IS 'claims responsibility' for Bangladesh killing

Last updated: June 11, 2016

Dhaka, Bangladesh (BBN)-The Islamic State of Iraq and the Levant (ISIL) group has claimed responsibility for the killing of a Hindu monastery worker in northeastern Bangladesh, according to a monitoring service tracking armed groups' online activity.
Friday's attack on Nitya Ranjan Pandey, 60, in Pabna district was the third murder of a member of Bangladesh's religious minorities that ISIL has taken responsibility for in the past week, reports the Al Jazeera.
SITE Intelligence Group, a US-based monitoring service, reported on Saturday that the claim was carried by ISIL's Amaq news agency.
Hundreds of suspects have been held across Bangladesh after police launched a weeklong crackdown on armed groups after a wave of targeted killings.
A total of 1,800 people, including activists from the Jamaat-e-Islami, the country's largest Islamist political party, have been arrested as part of the police operation, media reports say.
Several local drug dealers, drug users and other petty criminals were also arrested alongside "militants" during Friday's police raids, Bangladeshi media reported citing police sources.
'Pool of blood'
Pandey, a volunteer at the Shri Shri Thakur Anukulchandra Ashram in Pabna, was attacked while taking a walk early on Friday morning.
"He was found lying in a pool of blood," Alamgir Kabir, Pabna district police chief, said, adding that no one saw the attackers.
Abdullah Al-Hasan, local police station chief, said: "As a diabetic, everyday he walks early in the morning.
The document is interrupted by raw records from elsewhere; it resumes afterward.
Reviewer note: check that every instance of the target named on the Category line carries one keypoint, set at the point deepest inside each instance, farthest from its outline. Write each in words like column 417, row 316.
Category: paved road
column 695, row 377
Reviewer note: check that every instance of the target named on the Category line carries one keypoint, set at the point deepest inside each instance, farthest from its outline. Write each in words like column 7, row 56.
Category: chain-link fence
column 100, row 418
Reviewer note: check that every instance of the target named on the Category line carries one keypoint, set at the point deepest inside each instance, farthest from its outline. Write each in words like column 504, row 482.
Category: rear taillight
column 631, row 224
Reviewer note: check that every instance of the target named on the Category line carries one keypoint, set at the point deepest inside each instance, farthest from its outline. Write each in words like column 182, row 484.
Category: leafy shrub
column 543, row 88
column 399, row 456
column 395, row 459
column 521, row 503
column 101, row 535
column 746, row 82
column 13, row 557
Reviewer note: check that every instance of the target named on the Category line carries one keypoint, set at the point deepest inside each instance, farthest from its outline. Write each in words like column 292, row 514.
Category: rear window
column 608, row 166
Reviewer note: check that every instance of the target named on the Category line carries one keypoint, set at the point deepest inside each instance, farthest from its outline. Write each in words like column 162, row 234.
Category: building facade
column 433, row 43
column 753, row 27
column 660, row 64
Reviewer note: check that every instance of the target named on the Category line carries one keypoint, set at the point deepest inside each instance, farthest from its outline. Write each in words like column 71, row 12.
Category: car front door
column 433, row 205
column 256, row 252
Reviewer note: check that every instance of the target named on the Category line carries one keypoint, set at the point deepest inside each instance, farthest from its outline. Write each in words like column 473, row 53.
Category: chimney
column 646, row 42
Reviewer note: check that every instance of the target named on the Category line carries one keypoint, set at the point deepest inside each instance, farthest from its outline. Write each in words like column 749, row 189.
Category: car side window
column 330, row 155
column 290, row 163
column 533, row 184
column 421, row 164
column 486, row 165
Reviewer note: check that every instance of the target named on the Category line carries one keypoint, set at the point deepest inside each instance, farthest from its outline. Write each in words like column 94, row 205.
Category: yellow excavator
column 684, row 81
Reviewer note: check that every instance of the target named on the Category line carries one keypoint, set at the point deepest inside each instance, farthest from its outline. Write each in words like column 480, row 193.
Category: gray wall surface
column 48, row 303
Today as he was walking, several attackers hacked him in the neck ... He died on the spot.
Government's perspective
The government denies either group has a presence in Bangladesh and says domestic groups are responsible.
Two groups in particular have been been identified by the authorities as leading the fight against secularism: Jamaat-ul-Mujahideen Bangladesh and Ansarullah Bangla Team.
While both are considered possible suspects in the recent killings, neither has been alleged to have direct links to al-Qaeda and ISIL.
Last month, police announced 1.8 million taka ($23,000) in rewards for information leading to the arrest of six members of Ansarullah Bangla Team.
Five suspected members of the Jamaat-ul-Mujahideen Bangladesh have been killed in shootouts in recent days.
The group had laid low since six of its leaders were hanged in 2007 for attacks that included 500 bomb explosions on a single day in 2005.
Subsequent suicide attacks on courts killed 25 people and wounded hundreds.
Latest killings
In the past week alone, besides Pandey, an elderly Hindu priest and a Christian shopkeeper have been hacked to death - both of which ISIL claimed responsibility for - and the Muslim wife of a counterterrorism police official was also killed.
Mahmuda Khanom was stabbed and shot in the head by three unidentified men as she walked her son to a school bus stop near her home in the coastal city of Chittagong on Sunday.
She was the wife of Babul Akter, who has led several prominent operations against outlawed groups.
Shahidul Hoque, inspector-general of police, pledged in an address to a meeting of top police officials in Dhaka on Thursday that those involved in the killing of Khanom would be "brought to justice very soon".